Stockholm sendromu, adını 1900’lü yılların sonunda İsveç’in Stockholm kentinde gerçekleşen bir banka soygunu sırasında rehinelerin soygunculara karşı geliştirdiği beklenmedik empati ve sempati duygusundan alıyor. Sendromun, psikiyatr Nils Bejerot tarafından tanımlandığı biliniyor.
Stockholm Sendromu Süreci
Stockholm sendromu, iki kişi arasında duygusal bir bağın gelişmesiyle ortaya çıkıyor. İlk etapta korku ve tehdit unsuru bulunsa da, zamanla bireyler arasında bir güven ilişkisi kurulabiliyor. Soyguncunun rehineye zarar vermemesi, rehinenin ise korku duymak yerine soyguncuyu anlamaya çalışması sendromun temel göstergeleri arasında yer alıyor.
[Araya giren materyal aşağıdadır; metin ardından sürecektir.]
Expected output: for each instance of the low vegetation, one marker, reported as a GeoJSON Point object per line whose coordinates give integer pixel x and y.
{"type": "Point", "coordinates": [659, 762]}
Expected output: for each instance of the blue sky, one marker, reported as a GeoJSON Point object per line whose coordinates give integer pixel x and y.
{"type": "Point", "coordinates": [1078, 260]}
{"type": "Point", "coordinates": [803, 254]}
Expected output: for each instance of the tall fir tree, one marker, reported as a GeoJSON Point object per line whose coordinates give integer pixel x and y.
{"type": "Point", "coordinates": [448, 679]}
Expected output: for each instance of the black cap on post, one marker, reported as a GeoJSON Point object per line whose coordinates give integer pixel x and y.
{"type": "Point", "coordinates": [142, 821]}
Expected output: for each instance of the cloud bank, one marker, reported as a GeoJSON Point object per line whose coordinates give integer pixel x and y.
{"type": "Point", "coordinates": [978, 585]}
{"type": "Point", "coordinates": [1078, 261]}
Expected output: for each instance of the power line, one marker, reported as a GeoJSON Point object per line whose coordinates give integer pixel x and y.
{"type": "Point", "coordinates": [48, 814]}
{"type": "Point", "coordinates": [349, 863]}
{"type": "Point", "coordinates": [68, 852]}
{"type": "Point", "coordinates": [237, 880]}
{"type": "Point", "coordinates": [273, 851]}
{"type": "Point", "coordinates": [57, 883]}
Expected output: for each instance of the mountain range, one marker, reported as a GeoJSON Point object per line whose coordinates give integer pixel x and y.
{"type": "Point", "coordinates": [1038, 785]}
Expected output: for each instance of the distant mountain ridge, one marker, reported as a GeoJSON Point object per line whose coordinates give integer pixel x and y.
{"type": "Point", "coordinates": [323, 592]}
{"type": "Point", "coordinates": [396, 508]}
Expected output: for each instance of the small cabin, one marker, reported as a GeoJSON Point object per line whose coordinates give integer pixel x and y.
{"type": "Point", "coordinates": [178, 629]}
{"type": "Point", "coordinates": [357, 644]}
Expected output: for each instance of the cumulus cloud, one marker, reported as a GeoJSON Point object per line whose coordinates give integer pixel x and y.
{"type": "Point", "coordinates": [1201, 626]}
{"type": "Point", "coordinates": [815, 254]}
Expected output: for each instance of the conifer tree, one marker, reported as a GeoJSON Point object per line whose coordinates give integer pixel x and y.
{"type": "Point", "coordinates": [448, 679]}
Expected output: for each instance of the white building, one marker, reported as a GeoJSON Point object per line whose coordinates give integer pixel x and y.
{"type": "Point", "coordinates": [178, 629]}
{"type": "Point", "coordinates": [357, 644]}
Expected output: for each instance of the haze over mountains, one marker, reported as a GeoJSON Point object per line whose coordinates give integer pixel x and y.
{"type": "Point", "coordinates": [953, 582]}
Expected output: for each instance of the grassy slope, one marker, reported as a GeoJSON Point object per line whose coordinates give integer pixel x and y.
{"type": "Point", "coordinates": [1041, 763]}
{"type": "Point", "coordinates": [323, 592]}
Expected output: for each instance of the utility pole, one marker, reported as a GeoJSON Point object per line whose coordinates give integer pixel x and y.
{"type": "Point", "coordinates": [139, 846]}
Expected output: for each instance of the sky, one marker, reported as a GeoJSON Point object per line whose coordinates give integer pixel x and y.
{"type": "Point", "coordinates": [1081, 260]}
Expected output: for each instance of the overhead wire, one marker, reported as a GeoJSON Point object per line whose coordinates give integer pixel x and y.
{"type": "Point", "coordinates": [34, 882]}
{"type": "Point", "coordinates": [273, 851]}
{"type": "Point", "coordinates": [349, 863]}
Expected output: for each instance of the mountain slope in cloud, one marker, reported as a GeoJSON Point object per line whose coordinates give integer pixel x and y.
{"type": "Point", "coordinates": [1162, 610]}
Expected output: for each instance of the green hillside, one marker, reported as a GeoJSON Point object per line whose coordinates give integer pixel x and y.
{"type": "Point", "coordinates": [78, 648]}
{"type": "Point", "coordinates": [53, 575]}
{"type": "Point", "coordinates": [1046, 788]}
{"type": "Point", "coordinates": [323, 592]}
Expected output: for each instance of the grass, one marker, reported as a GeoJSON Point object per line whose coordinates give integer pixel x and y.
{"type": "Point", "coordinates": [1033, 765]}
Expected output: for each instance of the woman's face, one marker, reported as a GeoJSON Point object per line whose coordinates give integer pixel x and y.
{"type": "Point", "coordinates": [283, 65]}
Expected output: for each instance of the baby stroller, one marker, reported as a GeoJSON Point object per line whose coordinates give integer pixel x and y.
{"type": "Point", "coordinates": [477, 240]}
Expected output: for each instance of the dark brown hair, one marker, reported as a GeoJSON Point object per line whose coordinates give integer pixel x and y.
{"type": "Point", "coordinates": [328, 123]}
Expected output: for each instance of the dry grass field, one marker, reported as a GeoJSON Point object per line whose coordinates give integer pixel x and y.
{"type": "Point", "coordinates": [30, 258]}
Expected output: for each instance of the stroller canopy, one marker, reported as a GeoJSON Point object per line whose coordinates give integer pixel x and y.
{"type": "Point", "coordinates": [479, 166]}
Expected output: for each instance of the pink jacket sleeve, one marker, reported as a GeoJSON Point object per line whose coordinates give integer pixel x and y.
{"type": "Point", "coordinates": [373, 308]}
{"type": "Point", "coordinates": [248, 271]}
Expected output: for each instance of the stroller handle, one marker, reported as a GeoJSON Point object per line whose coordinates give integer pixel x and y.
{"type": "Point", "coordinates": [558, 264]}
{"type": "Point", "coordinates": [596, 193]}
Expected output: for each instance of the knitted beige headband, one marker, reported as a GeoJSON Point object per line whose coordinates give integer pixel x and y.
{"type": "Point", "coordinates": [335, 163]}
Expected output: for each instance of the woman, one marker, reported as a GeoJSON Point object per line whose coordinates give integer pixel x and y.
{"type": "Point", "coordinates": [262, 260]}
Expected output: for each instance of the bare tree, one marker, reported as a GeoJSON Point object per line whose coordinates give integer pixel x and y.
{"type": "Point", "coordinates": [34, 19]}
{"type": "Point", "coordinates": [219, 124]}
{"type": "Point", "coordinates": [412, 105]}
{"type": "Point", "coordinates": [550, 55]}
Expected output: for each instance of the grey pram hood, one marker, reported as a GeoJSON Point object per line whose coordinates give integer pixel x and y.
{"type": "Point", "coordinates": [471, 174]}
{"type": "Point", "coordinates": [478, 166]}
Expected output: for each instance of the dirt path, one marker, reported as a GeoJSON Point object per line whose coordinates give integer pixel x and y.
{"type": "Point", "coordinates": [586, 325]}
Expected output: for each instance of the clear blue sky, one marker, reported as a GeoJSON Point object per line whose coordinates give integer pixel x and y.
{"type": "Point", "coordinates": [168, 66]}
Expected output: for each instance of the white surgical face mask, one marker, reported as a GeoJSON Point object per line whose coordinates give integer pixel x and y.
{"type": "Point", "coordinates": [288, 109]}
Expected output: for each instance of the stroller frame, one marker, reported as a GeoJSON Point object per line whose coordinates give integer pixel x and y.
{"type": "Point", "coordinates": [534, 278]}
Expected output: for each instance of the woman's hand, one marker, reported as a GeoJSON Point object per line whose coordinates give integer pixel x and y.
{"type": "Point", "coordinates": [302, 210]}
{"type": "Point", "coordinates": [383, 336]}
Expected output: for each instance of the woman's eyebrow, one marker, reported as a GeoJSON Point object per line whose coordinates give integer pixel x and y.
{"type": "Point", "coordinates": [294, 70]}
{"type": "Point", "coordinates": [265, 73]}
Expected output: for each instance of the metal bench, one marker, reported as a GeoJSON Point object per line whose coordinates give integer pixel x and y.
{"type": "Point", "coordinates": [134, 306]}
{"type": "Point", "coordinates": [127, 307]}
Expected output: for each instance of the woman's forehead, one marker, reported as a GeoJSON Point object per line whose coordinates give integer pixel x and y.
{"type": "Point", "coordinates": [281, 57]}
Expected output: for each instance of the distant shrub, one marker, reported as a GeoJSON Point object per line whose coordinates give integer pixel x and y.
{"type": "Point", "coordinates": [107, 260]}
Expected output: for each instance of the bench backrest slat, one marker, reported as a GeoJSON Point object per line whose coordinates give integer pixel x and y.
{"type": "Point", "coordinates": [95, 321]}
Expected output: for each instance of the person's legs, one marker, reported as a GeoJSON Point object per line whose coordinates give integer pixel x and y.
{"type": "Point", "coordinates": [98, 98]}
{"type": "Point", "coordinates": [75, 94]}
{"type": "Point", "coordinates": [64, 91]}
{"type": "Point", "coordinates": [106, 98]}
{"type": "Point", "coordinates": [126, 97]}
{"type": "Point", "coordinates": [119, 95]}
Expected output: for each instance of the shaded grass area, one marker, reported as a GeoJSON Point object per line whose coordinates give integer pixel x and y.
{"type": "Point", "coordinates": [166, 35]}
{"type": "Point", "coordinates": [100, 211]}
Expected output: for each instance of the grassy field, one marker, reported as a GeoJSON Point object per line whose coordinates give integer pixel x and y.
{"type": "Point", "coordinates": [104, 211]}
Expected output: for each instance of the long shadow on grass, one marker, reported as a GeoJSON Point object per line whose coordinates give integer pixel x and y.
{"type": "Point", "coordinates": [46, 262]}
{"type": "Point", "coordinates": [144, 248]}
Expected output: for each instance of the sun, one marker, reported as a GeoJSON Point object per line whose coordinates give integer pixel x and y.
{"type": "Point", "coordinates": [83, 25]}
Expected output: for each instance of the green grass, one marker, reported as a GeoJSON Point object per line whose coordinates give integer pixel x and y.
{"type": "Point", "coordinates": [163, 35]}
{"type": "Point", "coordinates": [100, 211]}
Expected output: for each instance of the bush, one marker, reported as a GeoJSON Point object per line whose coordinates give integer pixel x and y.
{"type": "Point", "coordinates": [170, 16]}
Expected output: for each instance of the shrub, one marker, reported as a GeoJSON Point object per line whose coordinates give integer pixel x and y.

Uzmanlar, bu süreçte empati ve özdeşleşmenin ön plana çıktığını ifade ediyor.
Empati ve Sempati Ön Planda
Stockholm sendromu, yalnızca rehine ve soyguncu ilişkisiyle sınırlı kalmıyor. Uzmanlar, günlük hayatta da bireylerin karşısındaki kişiyle özdeşleşerek kendisini onun yerine koymasının bu sendromun farklı bir boyutu olduğunu belirtiyor. Örneğin, iki arkadaş arasındaki duygusal bağ ve birbirini anlama çabası da bu sürecin bir parçası olabilir.
Bu sendrom, yalnızca geçmişte yaşanmış olaylarla sınırlı kalmayıp, günümüzde de farklı şekillerde varlığını sürdürüyor. Uzmanlar, Stockholm sendromunun kişinin güven duygusunu ön plana çıkardığını ve empati mekanizmasının aşırı çalışması sonucu geliştiğini vurguluyor.